I happen to think that Jim Harrison is probably right. Manned space travel, great as it sounds, is probably, at least for the time being, impractical. Oh, I agree that interstellar colonization may (if possible) be necessary for the long-term survival of humanity, but we've got a lot more serious issues in the short run. If asteroid/lunar mining ever proves practical, I strongly suspect that it will be fully automated. I see no reason why another decade or two of advancements in computer technology shouldn't produce computers capable of running a mining operation on its own, subject to periodic policy instructions from Earth (e.g., focus more on iridium, we don't need much nickel right now, so cut back on that, etc.) Once set up, there would be very little expense.

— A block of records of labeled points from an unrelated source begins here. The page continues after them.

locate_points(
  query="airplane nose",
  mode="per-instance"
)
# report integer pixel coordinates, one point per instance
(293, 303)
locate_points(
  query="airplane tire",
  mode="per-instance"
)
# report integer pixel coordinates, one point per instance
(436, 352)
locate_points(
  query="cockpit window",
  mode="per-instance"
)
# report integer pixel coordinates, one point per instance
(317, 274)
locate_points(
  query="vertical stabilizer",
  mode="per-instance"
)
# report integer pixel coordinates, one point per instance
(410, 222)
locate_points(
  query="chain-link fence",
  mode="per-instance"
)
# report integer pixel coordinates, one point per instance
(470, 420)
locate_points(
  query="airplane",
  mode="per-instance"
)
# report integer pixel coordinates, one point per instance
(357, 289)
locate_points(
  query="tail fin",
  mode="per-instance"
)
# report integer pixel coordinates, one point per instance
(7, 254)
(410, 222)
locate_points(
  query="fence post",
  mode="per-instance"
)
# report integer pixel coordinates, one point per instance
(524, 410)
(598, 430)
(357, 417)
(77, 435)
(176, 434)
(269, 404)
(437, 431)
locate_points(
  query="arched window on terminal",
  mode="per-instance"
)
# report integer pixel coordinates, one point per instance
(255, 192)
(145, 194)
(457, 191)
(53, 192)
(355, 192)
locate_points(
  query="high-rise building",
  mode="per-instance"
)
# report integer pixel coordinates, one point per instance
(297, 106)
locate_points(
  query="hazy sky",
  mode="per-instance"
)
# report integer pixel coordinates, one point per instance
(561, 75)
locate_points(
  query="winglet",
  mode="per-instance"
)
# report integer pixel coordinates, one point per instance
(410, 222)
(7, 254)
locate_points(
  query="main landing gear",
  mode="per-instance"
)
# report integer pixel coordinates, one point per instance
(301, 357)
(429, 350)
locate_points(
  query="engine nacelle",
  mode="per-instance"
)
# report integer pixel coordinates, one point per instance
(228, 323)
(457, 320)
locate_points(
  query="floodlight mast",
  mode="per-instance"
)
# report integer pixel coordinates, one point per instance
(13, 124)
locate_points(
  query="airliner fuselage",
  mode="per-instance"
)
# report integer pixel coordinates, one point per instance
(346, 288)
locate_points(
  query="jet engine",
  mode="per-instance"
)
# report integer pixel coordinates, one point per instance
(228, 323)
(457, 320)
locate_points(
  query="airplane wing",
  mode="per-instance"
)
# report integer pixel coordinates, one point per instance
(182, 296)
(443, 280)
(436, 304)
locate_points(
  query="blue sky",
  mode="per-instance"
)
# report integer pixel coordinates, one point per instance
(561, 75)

The mining products could be sent to Earth in the form of disposable ships (whose metal would then be recycled - such ships are not unprecedented, incidentally)
It's not just manned missions to some planet, we do real research in zero-G that needs a human and results in real practical applications. We do bio research on protein crystals on the ISS (crystals that have to be grown in zero gravity) and that result in new pharmaceutical developments. We do biological research on humans in zero gravity that result in knowledge of the human system and have applications in medicine. We've developed new light weight materials. We've examined plant growth and a million other small but relevant experiments. All of these missions have two things in common. One, they needed a human presence in zero gravity to achieve and two, there was no one outside of NASA trying to achieve them.
There's also an element of lost US leadership in a technical field to consider. As an American, I appreciate having a technical advantage, which brings the best and brightest here, investments in US firms, and promotes the advancement of US technical institutes and universities.
I'm certainly not saying all missions should be manned, there are real unmanned opportunities as well. But a part of our mission should be to keep some human presence in space. The cost, comparatively, is not that much.